ASL Classification using Deep learning

Authors: Ronit Bakshi, Satwik Pandey, Tanmay Parnami, Utkarsh Jain, Lokesh Kumar Meena

DOI Link: https://doi.org/10.22214/ijraset.2023.57691

Abstract

In this study, the ever-evolving landscape of American Sign Language (ASL) classification is examined through the lens of cutting-edge deep learning techniques. The main objective of this research is to improve accuracy and overcome real-time constraints. For millions of individuals who are deaf or hard of hearing, sign language serves as a vital form of communication that bridges the gap between them and the rest of the world. Deep learning, specifically the use of convolutional neural networks (CNNs) and recurrent neural networks (RNNs), has shown incredible potential in numerous computer vision and natural language processing tasks. This paper offers a comprehensive exploration of the emerging field of sign language classification through deep learning, delving into the motivations behind this research.

Introduction

I. INTRODUCTION

Sign language is a crucial means of communication for millions of individuals worldwide who are deaf or hard of hearing. It bridges the gap between them and the rest of the world, enabling them to convey thoughts, emotions, and ideas effectively. However, the accessibility of sign language relies heavily on the proficiency of interpreters and the availability of resources. In recent years, deep learning has emerged as a transformative technology with the potential to revolutionize the way we approach sign language recognition and classification. Deep learning techniques, particularly convolutional neural networks (CNNs) and recurrent neural networks (RNNs), have demonstrated remarkable success in various computer vision and natural language processing tasks. By harnessing the power of deep learning, we can create robust and accurate systems for recognizing and classifying sign language gestures. This paper presents a comprehensive overview of the ever-evolving field of sign language classification using deep learning. We delve into the motivations behind this research, the challenges it addresses, and the potential impact it can have on the lives of individuals who use sign language. Additionally, we will explore the key components of deep learning models tailored for sign language classification. The significance of this work lies not only in its potential to improve accessibility for the deaf and hard of hearing community but also in its broader implications for the field of computer vision and deep learning. As we unravel the complexities of sign language and create models capable of understanding and classifying it, we take a significant step toward a more inclusive and connected world.

II. Literature Review

[1] Rakowski et al.; critically assessed the application of contemporary neural network architectures in the domain of hand shape recognition. The investigated models demonstrated notable enhancements, exhibiting an up to 10% improvement in accuracy, precision, recall, and F1-scores for the ASL Fingerspelling classification task. Furthermore, a 4% increase in accuracy was observed for hand shape classification on the 1 million Hands dataset. Notably, the utilization of pre-trained weights significantly improved generalization to unseen subjects in the ASL Fingerspelling task, while random weight initialization resulted in overfitting. Despite a narrower performance gap in hand shape classification, the Inception-ResNet-v2 architecture emerged as the most proficient, underscoring its efficacy in advancing the field of hand shape recognition.
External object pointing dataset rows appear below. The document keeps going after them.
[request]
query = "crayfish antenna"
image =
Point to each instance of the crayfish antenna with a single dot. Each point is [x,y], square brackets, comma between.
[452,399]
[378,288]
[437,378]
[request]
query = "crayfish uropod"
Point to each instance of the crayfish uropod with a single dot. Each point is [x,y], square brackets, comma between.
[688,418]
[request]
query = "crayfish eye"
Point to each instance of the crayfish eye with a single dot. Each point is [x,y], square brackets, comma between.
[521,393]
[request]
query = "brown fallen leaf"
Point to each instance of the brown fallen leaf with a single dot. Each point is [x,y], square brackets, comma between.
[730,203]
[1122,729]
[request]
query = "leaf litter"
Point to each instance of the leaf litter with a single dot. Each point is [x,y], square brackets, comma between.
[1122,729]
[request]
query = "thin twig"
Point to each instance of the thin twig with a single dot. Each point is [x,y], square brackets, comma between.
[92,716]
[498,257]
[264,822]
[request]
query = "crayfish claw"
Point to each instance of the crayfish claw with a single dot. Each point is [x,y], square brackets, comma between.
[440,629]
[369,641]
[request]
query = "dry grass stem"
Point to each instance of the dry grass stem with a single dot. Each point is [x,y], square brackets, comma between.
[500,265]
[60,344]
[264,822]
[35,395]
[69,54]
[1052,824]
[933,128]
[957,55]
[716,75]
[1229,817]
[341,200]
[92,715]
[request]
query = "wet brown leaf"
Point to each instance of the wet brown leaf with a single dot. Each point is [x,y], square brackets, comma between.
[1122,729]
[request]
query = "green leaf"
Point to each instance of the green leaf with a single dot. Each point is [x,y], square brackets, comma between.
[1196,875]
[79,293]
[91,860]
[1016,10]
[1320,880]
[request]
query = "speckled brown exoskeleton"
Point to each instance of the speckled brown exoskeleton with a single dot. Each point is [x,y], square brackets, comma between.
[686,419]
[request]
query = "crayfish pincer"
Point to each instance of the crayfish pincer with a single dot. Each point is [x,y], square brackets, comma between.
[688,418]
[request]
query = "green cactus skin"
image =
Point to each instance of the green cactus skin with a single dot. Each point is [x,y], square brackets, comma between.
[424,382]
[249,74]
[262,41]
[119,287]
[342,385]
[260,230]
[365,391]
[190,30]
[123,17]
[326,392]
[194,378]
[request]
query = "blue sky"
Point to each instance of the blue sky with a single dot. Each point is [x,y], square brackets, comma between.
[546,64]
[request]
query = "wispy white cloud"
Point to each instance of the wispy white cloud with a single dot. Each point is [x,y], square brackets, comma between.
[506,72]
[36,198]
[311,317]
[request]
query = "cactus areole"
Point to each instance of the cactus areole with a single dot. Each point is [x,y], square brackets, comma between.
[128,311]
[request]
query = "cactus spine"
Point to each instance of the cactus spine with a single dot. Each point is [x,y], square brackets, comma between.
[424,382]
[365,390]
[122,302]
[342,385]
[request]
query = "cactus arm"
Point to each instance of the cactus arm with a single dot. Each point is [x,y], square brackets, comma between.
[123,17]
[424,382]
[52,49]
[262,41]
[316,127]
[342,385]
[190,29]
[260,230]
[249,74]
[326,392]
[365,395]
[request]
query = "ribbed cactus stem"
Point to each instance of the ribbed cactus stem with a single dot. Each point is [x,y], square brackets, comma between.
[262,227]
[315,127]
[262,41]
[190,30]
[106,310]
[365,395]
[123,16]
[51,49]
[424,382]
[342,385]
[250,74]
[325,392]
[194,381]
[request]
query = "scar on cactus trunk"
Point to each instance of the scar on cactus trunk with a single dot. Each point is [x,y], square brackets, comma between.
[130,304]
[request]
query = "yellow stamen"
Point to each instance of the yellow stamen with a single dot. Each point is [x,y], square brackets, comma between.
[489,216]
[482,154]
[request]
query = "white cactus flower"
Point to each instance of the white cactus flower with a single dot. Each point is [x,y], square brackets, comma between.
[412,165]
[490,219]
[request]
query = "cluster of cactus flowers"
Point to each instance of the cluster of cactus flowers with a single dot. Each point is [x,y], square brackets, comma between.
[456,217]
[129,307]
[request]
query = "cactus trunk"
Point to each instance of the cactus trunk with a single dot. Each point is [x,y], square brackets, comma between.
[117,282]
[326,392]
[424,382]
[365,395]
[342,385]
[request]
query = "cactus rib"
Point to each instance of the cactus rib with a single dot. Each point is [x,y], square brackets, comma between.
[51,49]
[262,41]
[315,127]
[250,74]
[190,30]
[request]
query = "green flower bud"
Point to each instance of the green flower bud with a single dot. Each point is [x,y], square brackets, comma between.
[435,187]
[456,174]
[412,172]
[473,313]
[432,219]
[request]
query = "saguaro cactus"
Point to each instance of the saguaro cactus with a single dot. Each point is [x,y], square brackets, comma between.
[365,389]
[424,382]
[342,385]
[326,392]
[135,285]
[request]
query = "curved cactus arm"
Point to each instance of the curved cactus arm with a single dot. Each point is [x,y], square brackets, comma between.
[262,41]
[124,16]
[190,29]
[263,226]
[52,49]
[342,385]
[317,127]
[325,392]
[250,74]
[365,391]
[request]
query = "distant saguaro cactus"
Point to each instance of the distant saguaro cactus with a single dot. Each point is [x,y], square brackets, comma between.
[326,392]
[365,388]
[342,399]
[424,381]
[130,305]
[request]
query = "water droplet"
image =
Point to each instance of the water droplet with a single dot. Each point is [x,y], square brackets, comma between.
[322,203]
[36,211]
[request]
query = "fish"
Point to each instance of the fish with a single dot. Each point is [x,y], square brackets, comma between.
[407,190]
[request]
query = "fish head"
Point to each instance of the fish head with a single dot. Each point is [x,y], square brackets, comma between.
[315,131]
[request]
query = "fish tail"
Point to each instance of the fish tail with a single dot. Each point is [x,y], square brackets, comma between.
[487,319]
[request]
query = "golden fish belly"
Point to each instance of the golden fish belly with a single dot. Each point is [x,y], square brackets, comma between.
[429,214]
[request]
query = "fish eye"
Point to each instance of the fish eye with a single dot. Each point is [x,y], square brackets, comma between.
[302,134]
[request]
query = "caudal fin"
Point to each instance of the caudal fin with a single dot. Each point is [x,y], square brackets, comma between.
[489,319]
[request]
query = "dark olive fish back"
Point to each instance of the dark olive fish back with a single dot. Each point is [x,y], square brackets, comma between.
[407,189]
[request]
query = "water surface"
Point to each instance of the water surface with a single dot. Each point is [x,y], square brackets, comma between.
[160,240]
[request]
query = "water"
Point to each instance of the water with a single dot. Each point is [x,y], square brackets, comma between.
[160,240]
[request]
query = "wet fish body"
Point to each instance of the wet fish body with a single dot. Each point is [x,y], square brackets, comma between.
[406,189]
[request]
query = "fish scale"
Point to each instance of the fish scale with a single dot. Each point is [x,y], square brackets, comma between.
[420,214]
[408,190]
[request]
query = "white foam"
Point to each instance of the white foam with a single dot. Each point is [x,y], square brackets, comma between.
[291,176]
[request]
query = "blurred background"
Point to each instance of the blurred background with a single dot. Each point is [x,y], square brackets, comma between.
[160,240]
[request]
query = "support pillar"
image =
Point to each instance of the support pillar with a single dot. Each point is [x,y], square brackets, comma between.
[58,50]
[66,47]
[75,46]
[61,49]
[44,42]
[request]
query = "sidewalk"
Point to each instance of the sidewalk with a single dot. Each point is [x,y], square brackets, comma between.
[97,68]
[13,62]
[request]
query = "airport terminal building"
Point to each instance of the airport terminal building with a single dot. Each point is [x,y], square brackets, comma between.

[2] Tolentino et al.; introduced a system translating static sign language into corresponding word equivalents, encompassing letters, numbers, and basic signs to acquaint users with sign language fundamentals. Extensive testing ensured the system's significance for non-signers, resulting in notable usability and learning impact. Collaborating with sign language experts, the study sought to surpass prior deep learning accuracy standards. The system achieved remarkable training accuracy of 99%, testing accuracy averaging 93.67% across letter, number, and word recognition. Distinguishing itself from earlier studies, it expanded gesture recognition to include numbers, enhancing Sign Language Recognition's (SLR) utility. Despite comparable accuracy, the system outperforms by recognizing larger vocabularies without external aids like gloves or hand markings, differentiating it in the landscape of existing systems.

[3] Kulhandjian, et al.; conducted a study focused on the detection and classification of ten fundamental American Sign Language (ASL) short phrase gestures. These gestures, encompassing expressions such as "Help me", "Call 911", "Danger", "Don’t touch", "Do you need help?", "Call an Ambulance", "How are you?", "Nice to meet you", "Yes", and "No" were captured utilizing an X-band Doppler radar transceiver. Employing National Instruments (NI) data acquisition (DAQ) device and LabVIEW SignalExpress software, the gestures' spectrogram images were extracted. The study utilized deep convolutional neural network (DCNN) and VGG16 algorithms implemented in Matlab for training and classifying these spectrogram images. The findings highlighted the efficacy of the DCNN algorithm in accurately classifying ASL gestures based on spectrogram data, achieving an average validation accuracy of 87.5%. Furthermore, the VGG-16 algorithm demonstrated even higher accuracy, averaging at 95% in accurately categorizing these ASL gestures.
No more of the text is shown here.